Também não era só isso. É que sentia pressão debaixo de seus pés. Só não divisava chão algum. Além de um certo torpor, uma certa leveza que não compreendia.
Entendeu logo que não estava sozinho. Não se sentia mal por isso. Chegavam até ele e ficavam olhando curiosos. Ficavam curiosos da sua curiosidade. Talvez de sua própria confusão.
- Está procurando alguma coisa?
- Não sei.
- Quer procurar alguma coisa?
- Não sei.
- Quer fazer alguma coisa?
Olhou para cima, para baixo...
- Ainda não sei...
Com a mesma rapidez com que surgiram, começaram a se afastar.
- Não, espera, espera aí! Só uma coisa, uma coisa!
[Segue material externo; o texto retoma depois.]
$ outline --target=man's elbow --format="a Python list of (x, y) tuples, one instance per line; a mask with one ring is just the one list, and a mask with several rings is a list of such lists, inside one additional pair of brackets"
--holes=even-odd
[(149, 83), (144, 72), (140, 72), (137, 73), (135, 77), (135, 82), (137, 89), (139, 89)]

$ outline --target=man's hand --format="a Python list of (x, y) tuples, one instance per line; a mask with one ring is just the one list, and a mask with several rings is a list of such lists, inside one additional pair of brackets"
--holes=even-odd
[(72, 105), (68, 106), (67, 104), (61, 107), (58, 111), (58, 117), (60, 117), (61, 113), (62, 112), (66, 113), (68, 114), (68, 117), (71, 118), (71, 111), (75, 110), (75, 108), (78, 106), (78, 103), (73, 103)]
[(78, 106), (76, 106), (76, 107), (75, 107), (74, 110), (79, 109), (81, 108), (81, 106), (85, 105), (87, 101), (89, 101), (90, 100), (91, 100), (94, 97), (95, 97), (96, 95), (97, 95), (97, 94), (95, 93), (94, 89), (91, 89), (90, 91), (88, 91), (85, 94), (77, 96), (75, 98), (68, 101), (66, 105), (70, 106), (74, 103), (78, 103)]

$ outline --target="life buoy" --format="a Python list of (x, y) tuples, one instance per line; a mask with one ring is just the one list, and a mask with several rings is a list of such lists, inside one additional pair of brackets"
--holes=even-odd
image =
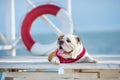
[(30, 34), (33, 21), (37, 17), (45, 14), (51, 14), (58, 18), (62, 25), (61, 31), (63, 34), (73, 33), (72, 19), (65, 9), (53, 4), (44, 4), (32, 9), (30, 12), (28, 12), (23, 20), (21, 37), (27, 49), (35, 55), (44, 55), (56, 47), (56, 42), (48, 45), (35, 42)]

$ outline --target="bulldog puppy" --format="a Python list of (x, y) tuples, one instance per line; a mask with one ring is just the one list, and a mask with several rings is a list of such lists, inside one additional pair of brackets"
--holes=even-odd
[(48, 56), (48, 60), (54, 64), (90, 62), (96, 63), (85, 49), (80, 38), (76, 35), (61, 35), (57, 41), (57, 49)]

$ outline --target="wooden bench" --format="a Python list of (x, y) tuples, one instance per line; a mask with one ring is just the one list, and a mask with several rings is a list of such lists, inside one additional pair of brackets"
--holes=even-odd
[(120, 55), (93, 55), (98, 63), (53, 65), (47, 56), (0, 57), (6, 80), (120, 80)]

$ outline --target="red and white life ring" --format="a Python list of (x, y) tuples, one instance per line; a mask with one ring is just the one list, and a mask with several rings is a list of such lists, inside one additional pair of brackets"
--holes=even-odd
[(35, 55), (44, 55), (45, 53), (53, 50), (56, 47), (56, 43), (43, 45), (35, 42), (30, 34), (30, 29), (33, 21), (42, 15), (51, 14), (56, 16), (62, 25), (63, 34), (73, 33), (72, 19), (67, 11), (61, 7), (53, 4), (44, 4), (32, 9), (24, 18), (21, 28), (22, 40), (27, 49)]

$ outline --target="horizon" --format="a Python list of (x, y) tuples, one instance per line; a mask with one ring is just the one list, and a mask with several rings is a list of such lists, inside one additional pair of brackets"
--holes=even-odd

- Sim, diga, estamos aqui para responder. Mas, era você que não queria perguntar.
- Tá bom, entendi.
- Então pergunte.
Havia pelo menos meia dúzia deles aguardando para tirar suas dúvidas. Mesmo sem dizer nada. Apenas olhavam e o esperavam com grande curiosidade.
— Está bem, me digam uma coisa. Se eu seguir para aquele lado eu chego aonde?
— Ora, você chega lá. Lá daquele lado. — Virou-se e prontamente apontou para o lado indicado.
— E o que tem lá?
— É só ver o que tem aqui. O que tem aqui, tem lá também. É só isso que você queria perguntar?
— Como pode ser isso? Não existem lugares novos aqui?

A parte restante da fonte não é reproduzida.